Never vote for a politician who refers to himself/herself as “The Education _____[governor, senator, etc.)_”

Recognize the difference between a personal prejudice and a legitimate concern.

Always listen to your gut hunch, especially where people are concerned, BUT at the same time always remember that your gut can be absolutely wrong and is mainly used for turning things into shit. Give the gut a vote but no more than logic and observation.

Rudeness is never called for. Anger and revenge are sometimes called for, but they’re different from rudeness.

Another Lazarus Long quote:“Go to hell!” or other insult direct is all the answer a snoopy question rates."

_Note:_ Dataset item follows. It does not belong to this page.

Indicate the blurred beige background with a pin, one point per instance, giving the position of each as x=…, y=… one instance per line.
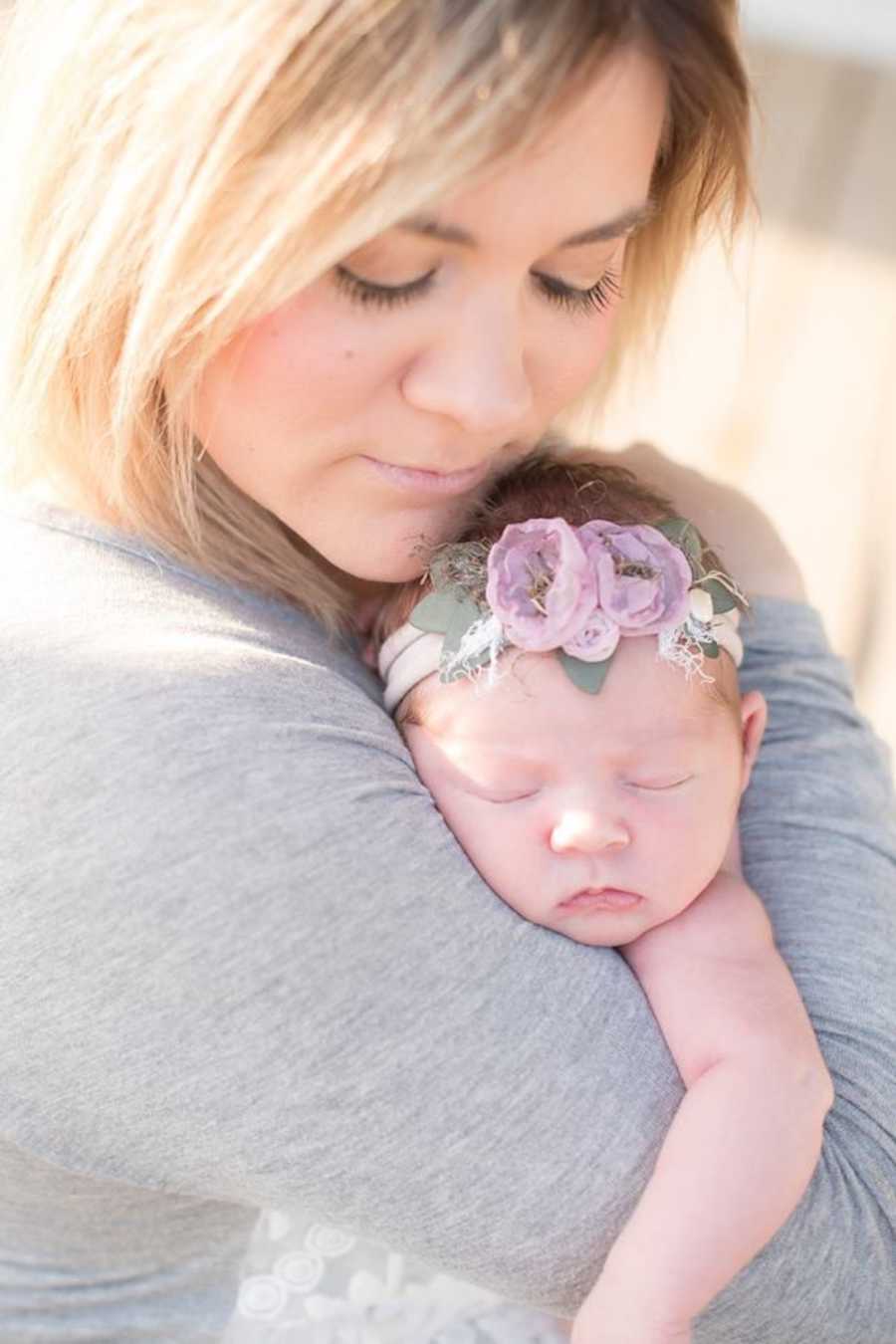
x=778, y=371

Sampiro’s variation on the above:

“Sometimes there’s no better or more concise and to the point response or comeback than Go fuck yourself, and it doesn’t necessarily make you a bad person for saying it now and then.” This counts as anger/revenge/self-defense, not rudeness, when called for.

Above all else remember that there is a reason why The Ethic of Reciprocity exists in all cultures and has for thousands of years.


Read the Bible. Really. If you’re a Christian or a Jew you need to read it know what you believe in and if you’re an agnostic or atheist you need to read it to know what you don’t believe in. Nothing’s more deserving of contempt than a Fundie or an Atheist who doesn’t know a damned thing about the Bible other than what s/he thinks it says.

Read mythology as well. You’ll be amazed how often it’s relevant.
Never forget a kindness and never forget treachery. Never give a traitor a second chance.

Last one and I’ll bold it because it’s probably the most important thing I’ve said and it took me many many years to learn it and my mother and many others never did:
LEARN TO FORGIVE. It’s for your own benefit, not that of the forgiven.
I don’t think forgetting is possible, but forgiving is, and it doesn’t mean you have to make the same mistake again or take the person back into your life, just get over your anger at them and move on. This is very very difficult but I can tell you from personal experience you’ll feel one hell of a lot better.